Japan's business-to-business service prices continued to rise steadily but a key measure of trend inflation slowed in February, painting a mixed picture on the price outlook that may complicate the central bank's interest rate hike path.

The services producer price index, which measures what companies charge each other for services, rose 2.1% in February from a year earlier, data showed on Tuesday, unchanged from January in a sign companies continued to pass on labour costs thanks to prospects for sustained wage gains.

The data underscores the BOJ's view that rising service prices will replace cost-push inflation as a key driver of price gains, and help sustain inflation around its 2% target.

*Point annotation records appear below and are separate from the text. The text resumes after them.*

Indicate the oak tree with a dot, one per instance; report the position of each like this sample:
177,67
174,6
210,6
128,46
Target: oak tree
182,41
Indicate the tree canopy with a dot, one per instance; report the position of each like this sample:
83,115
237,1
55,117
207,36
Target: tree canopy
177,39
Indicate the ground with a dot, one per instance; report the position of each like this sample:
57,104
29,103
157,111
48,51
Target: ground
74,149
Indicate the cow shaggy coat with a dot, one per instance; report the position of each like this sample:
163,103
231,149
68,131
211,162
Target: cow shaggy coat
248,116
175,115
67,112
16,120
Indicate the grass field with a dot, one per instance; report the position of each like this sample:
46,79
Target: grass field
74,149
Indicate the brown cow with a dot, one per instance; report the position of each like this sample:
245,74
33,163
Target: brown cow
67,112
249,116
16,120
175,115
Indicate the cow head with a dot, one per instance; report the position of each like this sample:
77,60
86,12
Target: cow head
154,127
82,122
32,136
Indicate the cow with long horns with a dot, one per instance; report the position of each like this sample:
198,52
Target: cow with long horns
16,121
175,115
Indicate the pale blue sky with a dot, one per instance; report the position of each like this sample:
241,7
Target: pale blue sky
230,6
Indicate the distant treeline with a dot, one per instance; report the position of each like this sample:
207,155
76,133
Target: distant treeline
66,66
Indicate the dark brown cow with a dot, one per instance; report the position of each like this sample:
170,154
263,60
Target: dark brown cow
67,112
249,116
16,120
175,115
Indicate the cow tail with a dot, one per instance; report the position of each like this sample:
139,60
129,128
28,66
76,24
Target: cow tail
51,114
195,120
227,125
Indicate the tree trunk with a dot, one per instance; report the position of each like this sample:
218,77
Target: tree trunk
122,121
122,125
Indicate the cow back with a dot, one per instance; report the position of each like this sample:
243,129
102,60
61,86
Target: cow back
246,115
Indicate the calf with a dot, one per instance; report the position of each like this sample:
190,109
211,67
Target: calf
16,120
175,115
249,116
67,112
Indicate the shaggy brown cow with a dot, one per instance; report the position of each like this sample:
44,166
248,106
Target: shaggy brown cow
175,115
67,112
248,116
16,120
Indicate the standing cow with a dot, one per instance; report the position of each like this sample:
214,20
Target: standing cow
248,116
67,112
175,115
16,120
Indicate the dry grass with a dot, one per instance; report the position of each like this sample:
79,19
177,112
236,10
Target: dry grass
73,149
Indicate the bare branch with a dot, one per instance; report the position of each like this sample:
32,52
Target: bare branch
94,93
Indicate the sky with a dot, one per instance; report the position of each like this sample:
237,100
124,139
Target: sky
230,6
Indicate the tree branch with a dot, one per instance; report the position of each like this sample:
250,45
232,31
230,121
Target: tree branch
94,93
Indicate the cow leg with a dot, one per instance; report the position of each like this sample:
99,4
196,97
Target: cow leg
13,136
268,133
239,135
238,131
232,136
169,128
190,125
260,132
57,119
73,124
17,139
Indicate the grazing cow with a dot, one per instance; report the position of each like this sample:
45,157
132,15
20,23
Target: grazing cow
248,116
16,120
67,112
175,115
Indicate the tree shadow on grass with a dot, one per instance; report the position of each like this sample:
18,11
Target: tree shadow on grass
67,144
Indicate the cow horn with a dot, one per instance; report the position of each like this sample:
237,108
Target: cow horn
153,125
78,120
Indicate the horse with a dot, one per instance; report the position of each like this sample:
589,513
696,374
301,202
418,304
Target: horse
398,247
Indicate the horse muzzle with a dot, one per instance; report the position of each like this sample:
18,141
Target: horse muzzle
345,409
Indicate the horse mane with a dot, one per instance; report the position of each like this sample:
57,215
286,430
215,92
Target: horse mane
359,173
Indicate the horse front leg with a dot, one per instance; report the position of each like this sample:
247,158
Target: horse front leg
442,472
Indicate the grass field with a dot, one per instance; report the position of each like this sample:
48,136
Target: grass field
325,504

But separate data released on Tuesday showed Japan's weighted median inflation rate, which is closely watched as an indicator on whether price rises are broadening, slowed to 1.4% in February from 1.9% in the previous month.

The trimmed mean inflation rate, which excludes the 10 highest and lowest tail of the price distribution, hit 2.3% in February, slowing from 2.6% in January and marking the lowest year-on-year increase since September 2022, the data showed.

The Bank of Japan ended eight years of negative interest rates and other remnants of its unorthodox policy last week, making a historic shift away from decades of massive stimulus that was aimed at reviving the economy.

BOJ Governor Kazuo Ueda has said the timing of future interest rate hikes will depend largely on whether trend inflation will move closer to the bank's 2% target.